Willingly or unwillingly, Elvis and the Pistols were showing the void to their fans—a taste of the grave. But what happens when the void is reaching up from the front row? As far as onstage banter goes, nothing sorts the men from the boys like genuine offstage mayhem. Altamont may have been a disaster for Mick Jagger, whose effete pleas for order (“Cool out, my babies!”) went unheard, but anyone who’s seen the Maysles Bros. documentary Gimme Shelter knows that it was a shining rhetorical hour for Jefferson Airplane’s Paul Kantner. As his lead singer falls beneath the blows of vigilante bikers, Kantner loses neither his head nor his sense of humor. “Hey man,” he offers into the mic, his voice only slightly constricted by anxiety, “I’d like to mention that the Hells Angels just smashed Marty Balin in the face and knocked him out for a bit. I’d like to thank you for that.” The Angels, for all their leather, are not impervious to Kantner’s Shakespearean irony. “Is this thing on?” growls a biker brother, seizing a microphone. “You talking to me? I’m gonna talk to you.” Could Jagger have piqued them with a similar mordancy at the crucial moment, things might have gone a little differently that night.

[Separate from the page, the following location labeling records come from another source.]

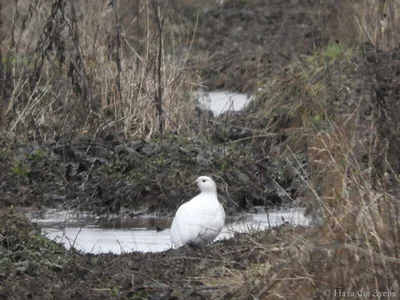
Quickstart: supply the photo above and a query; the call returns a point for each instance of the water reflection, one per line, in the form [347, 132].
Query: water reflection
[221, 101]
[103, 240]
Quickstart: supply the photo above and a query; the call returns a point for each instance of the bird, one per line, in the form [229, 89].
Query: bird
[199, 221]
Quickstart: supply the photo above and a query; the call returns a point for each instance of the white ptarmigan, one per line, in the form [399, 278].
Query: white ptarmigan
[200, 220]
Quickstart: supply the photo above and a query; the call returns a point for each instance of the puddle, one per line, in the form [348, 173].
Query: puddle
[64, 227]
[221, 101]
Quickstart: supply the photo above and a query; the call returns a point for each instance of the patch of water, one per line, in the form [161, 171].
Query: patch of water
[221, 101]
[96, 240]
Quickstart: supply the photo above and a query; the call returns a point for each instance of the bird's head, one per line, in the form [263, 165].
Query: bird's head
[206, 184]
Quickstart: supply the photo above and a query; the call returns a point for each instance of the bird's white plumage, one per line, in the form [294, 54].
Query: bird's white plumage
[200, 220]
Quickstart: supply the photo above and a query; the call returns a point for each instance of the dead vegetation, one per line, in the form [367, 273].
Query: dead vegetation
[336, 108]
[71, 66]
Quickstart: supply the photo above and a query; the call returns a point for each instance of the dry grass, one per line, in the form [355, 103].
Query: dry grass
[73, 66]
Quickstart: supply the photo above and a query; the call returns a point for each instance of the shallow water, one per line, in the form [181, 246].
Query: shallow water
[221, 101]
[94, 239]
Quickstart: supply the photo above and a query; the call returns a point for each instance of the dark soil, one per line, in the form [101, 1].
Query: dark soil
[248, 42]
[104, 175]
[32, 267]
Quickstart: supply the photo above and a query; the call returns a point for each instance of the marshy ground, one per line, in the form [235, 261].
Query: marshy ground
[97, 113]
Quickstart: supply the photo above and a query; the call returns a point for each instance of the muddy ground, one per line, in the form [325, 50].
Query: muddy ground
[103, 173]
[32, 267]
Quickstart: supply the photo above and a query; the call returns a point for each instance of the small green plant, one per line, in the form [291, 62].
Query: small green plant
[38, 154]
[20, 169]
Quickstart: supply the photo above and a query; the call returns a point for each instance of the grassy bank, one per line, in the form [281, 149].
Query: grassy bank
[101, 95]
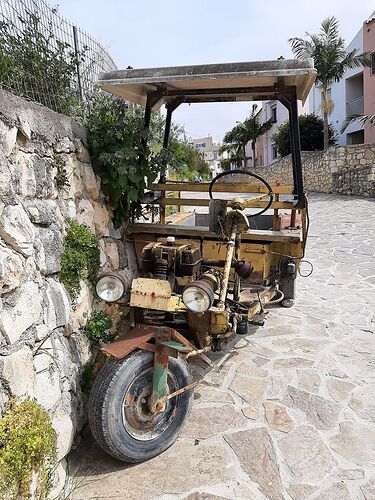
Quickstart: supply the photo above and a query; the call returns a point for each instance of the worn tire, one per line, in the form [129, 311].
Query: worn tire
[107, 407]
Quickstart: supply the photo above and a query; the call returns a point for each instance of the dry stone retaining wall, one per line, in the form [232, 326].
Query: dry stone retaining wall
[346, 170]
[42, 351]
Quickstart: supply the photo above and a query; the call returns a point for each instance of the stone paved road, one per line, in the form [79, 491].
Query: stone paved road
[291, 413]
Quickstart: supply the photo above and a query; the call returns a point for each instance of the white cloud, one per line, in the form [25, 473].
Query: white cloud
[169, 32]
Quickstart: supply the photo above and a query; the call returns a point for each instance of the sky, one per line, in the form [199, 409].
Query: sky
[154, 33]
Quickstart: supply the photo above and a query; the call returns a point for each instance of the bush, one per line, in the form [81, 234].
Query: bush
[311, 132]
[35, 64]
[27, 442]
[80, 258]
[115, 130]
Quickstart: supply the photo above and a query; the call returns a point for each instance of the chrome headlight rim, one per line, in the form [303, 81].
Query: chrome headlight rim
[202, 287]
[115, 278]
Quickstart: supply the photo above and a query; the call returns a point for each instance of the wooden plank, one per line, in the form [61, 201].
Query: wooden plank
[283, 236]
[202, 187]
[193, 202]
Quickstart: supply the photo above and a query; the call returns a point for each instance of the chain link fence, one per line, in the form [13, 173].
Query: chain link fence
[45, 58]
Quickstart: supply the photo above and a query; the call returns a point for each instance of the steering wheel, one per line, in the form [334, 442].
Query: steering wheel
[249, 200]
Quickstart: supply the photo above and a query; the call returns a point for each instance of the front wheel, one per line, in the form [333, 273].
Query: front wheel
[119, 416]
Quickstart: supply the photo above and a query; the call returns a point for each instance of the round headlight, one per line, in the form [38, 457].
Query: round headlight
[198, 297]
[110, 288]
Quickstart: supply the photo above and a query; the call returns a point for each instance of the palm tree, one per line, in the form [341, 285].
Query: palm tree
[241, 134]
[362, 119]
[331, 60]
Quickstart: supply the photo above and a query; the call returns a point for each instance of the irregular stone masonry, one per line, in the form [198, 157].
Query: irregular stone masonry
[343, 170]
[42, 351]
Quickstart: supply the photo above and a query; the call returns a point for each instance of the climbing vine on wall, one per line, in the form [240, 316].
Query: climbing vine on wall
[80, 258]
[115, 132]
[27, 442]
[124, 167]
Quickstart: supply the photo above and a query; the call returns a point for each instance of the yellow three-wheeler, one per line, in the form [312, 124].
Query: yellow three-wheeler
[202, 283]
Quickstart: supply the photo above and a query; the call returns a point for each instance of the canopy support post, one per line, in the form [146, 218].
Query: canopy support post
[289, 99]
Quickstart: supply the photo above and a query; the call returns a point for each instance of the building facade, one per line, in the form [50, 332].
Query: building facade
[265, 151]
[210, 150]
[354, 94]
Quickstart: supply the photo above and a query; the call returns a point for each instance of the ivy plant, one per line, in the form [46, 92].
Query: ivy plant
[27, 446]
[97, 327]
[36, 64]
[115, 144]
[80, 258]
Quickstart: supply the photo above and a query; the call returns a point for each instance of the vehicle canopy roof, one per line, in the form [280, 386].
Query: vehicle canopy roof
[243, 81]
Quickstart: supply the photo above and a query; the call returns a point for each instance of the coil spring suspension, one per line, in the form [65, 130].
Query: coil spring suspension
[153, 317]
[161, 269]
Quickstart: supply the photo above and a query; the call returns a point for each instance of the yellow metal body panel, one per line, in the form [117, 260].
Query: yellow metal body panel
[194, 202]
[230, 187]
[262, 256]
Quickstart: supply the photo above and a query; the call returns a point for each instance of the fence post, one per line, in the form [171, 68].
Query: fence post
[76, 50]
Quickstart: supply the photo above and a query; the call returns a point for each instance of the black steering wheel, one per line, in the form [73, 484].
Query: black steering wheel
[247, 201]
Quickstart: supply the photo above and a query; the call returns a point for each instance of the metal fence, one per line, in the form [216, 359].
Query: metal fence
[45, 58]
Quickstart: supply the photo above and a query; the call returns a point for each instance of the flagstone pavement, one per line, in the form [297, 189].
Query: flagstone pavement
[289, 412]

Fugazi of Washington, D.C., had riot containment down to a fine art: You might say it was part of their raison d’être. Anyone stage diving or slam dancing at a Fugazi show risked a brisk philosophical re-education—the music would stop, and through the buzz of idling amps, singer Ian MacKaye would make his displeasure plain. “You wanna kick and punch people?” he can be heard asking on Jem Cohen’s 1999 documentary Instrument. “Then get the fuck up on the football field!” Co-singer Guy Picciotto becomes interested. “Those two?” he asks, before addressing the culprits in a folksy, reflective manner:

“You know, I saw you two guys earlier at the Good Humor truck, and you were eating your ice cream like little boys. And I thought, ‘Those guys aren’t so tough! They’re eating ice cream! What a bunch of swell guys!’ I saw you eating ice cream, pal. Oh, don’t you deny it. You were eating an ice cream cone. You were eating an ice cream cone. Oh, you’re bad now, you’re bad now, but you were eating an ice cream cone, and I saw you.”

It says something for the presence of Fugazi, for their commitment to a complete encounter with their audience, that Picciotto was able to improvise such a beat-perfect oratorical flight. What can have remained of the mosh pit goons after this fantastic denunciation? Two smoking pairs of sneakers?

Then again, a good riot is just what some people think they need. In a bootleg recording made at a 1972 concert in Frankfurt, Germany, dark blue troubadour Leonard Cohen can be heard growing suddenly depressed at his own depression. “I have been noted for my quiet songs,” he murmurs, “and for my melancholy and solemn atmosphere. But I don’t care if this concert turns into a riot. Because, you know, I can’t go along with this, ah, pretence any longer.” The crowd, devoutly hushed, seems somehow unripe for insurrection. Returning with a sigh to his music, Cohen strikes a morose half-chord on his guitar and is further dejected by some supportive applause and a single whoop of recognition. “You couldn’t possibly know what song that is,” he says wearily.